Voting on this poll takes me to this very old thread:
 Loss of a SF Brother Sgt Chapman (Chappy)

Viewing the poll shows that as the thread from which it comes.


----------



## Kreth (Jan 20, 2009)

arnisador said:


> Voting on this poll takes me to this very old thread:
> Loss of a SF Brother Sgt Chapman (Chappy)

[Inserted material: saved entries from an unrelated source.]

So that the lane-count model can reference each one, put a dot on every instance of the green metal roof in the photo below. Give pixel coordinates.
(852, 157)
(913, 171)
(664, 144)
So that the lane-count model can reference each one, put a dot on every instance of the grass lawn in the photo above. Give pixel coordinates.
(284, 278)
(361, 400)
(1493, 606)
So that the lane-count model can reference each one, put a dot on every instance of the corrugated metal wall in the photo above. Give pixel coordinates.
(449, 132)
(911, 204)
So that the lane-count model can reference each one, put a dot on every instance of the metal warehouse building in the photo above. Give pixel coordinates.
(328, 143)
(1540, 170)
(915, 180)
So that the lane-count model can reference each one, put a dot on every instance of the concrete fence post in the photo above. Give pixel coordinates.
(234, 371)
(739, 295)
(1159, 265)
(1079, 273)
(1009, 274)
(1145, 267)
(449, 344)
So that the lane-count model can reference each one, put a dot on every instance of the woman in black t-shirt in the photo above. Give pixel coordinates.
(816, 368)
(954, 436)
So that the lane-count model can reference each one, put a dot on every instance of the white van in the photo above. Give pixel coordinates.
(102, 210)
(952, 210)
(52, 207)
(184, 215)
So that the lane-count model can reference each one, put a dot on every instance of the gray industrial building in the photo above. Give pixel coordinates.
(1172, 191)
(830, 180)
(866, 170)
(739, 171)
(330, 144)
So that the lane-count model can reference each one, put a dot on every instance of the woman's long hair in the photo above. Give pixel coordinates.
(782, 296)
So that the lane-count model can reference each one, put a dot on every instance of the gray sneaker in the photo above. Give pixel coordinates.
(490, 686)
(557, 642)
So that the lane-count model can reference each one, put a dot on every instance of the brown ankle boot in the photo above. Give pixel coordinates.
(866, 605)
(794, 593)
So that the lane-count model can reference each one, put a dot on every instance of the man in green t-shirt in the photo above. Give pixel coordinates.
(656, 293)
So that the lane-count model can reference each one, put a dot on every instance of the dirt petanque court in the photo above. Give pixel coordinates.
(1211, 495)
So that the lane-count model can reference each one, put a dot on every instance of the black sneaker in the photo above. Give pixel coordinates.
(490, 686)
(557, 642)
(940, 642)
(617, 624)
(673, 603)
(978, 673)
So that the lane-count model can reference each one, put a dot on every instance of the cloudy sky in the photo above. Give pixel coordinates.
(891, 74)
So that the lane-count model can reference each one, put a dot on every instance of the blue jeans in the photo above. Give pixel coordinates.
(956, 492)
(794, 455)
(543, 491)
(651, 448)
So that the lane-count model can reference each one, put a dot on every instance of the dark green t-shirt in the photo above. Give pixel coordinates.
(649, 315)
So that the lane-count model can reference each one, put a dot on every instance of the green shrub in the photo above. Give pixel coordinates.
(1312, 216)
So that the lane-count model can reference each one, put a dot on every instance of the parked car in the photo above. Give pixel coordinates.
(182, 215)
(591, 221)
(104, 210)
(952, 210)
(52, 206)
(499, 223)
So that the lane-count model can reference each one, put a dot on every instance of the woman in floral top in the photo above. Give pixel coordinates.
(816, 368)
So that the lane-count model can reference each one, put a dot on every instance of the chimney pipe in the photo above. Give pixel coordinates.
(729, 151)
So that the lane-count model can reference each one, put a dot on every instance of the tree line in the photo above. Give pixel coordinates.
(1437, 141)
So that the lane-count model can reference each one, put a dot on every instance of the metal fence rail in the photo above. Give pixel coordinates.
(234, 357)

This happened to me as well. I thought I had inadvertently clicked on a link elsewhere on the page.


----------



## arnisador (Jan 20, 2009)

That was my first thought too, but when it showed up as a link on the page for viewing a poll I figured it wasn't just me misclicking. Looks like there's a crossed wire somewhere.


----------



## crushing (Jan 20, 2009)

Same here.


----------



## shesulsa (Jan 20, 2009)

Can a staff member stick this on Bob's TO DO list please?


----------



## Kreth (Jan 20, 2009)

shesulsa said:


> Can a staff member stick this on Bob's TO DO list please?


Done.


----------



## Brian R. VanCise (Jan 20, 2009)

Thanks Kreth.

By the way it does the same thing for me as well.


----------



## Bob Hubbard (Jan 20, 2009)

An index is messed up somewhere, I'm working on it. Expect some slowness for a little bit.


----------



## Bob Hubbard (Jan 20, 2009)

Ok, looks fixed.  Votes were counted, just redirected weird.


----------



## Kreth (Jan 20, 2009)

Thanks, Bob.


----------